2- Is it correct to say that between the positivist analytics and postmodernism there is almost no difference, and that the transition is direct? Since the claim of the analytic thinkers is that metaphysics cannot be described because one cannot point to it, whereas the claim of the postmodernists is that even the empirical material cannot be described, because everything is a “language game,” etc.
In other words: the transition from the early Wittgenstein to the later Wittgenstein is completely natural (even though on the face of it it is contradictory), since insofar as the criterion for truth is ostension, then language shows that we are not pointing to anything?
3- According to the later Wittgenstein, how did language begin? If there is no real relation between it and reality, then how did it begin? (In essence, this is the analytic thinkers’ claim against metaphysics—that it is impossible to describe what has not been observed, as in the words of the early Wittgenstein himself. So my difficulty with the later Wittgenstein is: what did he solve by saying that everything is a language game? After all, how did it begin, and how is it sustained?)
4- What is the fundamental difference between Hume’s claims that one cannot observe the a priori, and the claims of the analytic thinkers that one cannot describe metaphysics? After all, the basis of Hume’s argument is that the “concepts” and structures of thought are a priori and not empirical, and that is also their claim—that language, meaning the concepts of thought, describes only what is observed?

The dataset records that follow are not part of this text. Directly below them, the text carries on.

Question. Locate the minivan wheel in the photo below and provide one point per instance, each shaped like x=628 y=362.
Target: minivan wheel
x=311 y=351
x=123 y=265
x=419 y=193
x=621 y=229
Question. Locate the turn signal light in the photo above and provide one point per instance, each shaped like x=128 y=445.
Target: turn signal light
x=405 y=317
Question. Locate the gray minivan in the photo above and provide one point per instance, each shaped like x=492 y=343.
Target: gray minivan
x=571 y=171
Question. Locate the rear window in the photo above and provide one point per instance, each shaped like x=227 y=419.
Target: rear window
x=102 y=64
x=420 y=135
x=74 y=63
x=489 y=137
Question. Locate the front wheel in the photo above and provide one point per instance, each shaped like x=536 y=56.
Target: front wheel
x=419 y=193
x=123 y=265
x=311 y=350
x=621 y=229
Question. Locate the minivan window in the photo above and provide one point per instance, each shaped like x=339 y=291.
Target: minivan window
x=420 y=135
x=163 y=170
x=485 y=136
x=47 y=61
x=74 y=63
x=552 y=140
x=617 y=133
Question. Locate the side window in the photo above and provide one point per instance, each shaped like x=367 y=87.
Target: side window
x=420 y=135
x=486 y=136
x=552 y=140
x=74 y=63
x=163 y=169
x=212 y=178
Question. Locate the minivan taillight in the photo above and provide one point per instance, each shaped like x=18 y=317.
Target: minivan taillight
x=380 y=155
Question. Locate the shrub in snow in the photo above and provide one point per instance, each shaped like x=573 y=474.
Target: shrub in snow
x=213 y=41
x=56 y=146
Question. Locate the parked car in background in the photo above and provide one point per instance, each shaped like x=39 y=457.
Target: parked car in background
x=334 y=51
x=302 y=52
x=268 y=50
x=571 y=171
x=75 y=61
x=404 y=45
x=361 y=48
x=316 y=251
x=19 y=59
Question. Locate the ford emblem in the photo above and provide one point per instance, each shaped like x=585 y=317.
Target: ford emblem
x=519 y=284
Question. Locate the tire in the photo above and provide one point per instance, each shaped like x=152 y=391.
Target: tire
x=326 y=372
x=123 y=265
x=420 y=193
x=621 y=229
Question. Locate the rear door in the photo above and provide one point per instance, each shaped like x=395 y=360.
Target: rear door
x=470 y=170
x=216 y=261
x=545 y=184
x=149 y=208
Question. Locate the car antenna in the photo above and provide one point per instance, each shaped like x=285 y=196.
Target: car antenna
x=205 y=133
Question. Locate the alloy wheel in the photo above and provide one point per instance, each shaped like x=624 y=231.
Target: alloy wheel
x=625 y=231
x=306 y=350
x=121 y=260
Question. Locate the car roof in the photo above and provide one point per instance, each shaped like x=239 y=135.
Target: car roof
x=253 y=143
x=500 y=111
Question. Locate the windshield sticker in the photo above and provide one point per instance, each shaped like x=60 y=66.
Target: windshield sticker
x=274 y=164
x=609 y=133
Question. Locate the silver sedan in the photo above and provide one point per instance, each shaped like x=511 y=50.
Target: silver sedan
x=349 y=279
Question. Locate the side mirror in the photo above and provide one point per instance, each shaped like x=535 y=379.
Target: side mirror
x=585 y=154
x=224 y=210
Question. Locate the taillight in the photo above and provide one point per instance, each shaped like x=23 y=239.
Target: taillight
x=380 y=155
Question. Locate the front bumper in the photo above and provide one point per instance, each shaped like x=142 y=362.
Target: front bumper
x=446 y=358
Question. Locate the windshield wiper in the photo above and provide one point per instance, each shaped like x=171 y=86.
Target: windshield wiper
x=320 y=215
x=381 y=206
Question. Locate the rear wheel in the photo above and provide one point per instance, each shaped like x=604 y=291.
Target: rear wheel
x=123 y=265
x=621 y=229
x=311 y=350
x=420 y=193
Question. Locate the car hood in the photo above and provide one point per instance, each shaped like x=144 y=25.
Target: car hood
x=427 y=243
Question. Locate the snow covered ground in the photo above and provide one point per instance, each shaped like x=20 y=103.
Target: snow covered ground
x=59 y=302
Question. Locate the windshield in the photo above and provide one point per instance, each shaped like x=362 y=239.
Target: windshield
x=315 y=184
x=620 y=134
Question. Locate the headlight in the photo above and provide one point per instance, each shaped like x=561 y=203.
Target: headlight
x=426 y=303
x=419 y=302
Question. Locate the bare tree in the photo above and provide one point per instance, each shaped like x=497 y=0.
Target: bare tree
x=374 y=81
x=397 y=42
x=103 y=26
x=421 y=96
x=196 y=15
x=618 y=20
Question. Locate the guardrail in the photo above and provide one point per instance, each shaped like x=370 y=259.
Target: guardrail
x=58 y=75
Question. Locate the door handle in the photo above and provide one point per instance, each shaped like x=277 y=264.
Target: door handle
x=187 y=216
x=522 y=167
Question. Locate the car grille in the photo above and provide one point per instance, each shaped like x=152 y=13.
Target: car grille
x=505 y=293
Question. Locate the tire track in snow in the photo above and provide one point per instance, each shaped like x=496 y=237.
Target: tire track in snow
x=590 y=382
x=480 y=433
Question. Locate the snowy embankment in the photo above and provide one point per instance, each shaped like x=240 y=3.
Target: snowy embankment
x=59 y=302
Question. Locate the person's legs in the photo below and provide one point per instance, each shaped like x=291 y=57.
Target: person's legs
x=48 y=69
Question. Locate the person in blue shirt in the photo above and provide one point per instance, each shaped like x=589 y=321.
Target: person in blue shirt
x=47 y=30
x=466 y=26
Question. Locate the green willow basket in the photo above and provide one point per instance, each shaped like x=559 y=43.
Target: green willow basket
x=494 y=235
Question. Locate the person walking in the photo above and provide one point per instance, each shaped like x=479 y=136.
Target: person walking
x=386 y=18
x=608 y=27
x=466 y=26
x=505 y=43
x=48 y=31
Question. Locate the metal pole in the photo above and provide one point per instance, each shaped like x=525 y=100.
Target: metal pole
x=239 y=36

Is the difference only that the analytic thinkers defined more clearly the connection between the “concepts,” that is, language, and empirical reality?
Or perhaps, whereas for Hume there is room to answer on the basis of Kant that everything is within phenomena, for the analytic thinkers even phenomena have no meaning, because we have said nothing, and concepts to which one cannot point even within phenomena have no meaning?
5- Locke and Descartes disagreed whether the source of concepts is internal and innate within us, or whether they are built by empirical reality. Is this not the same dispute as Plato and Aristotle—whether concepts are existing ideas, or merely abstractions from reality?
Thank you very much!

Answer

  1. A good question, and one that I too have asked more than once. Some of them would say that they make no claims about what they have not seen or what has no proof. They simply use such language because it is convenient for them.
  2. Indeed, that is possible, and I actually wrote this in Two Carts and in Truth and Unstable.
  3. I am not an expert in his doctrine, but I do not think that when he speaks about a game he means that language games have no source at all in the world. He only argues that use represents things better than meaning does.
  4. I did not understand the question. I also do not understand the claim that one cannot observe the a priori. By definition, insofar as it is a priori, it is not derived from observation.
  5. Similar. But Locke and Descartes are not talking about the existence of concepts such as horseness.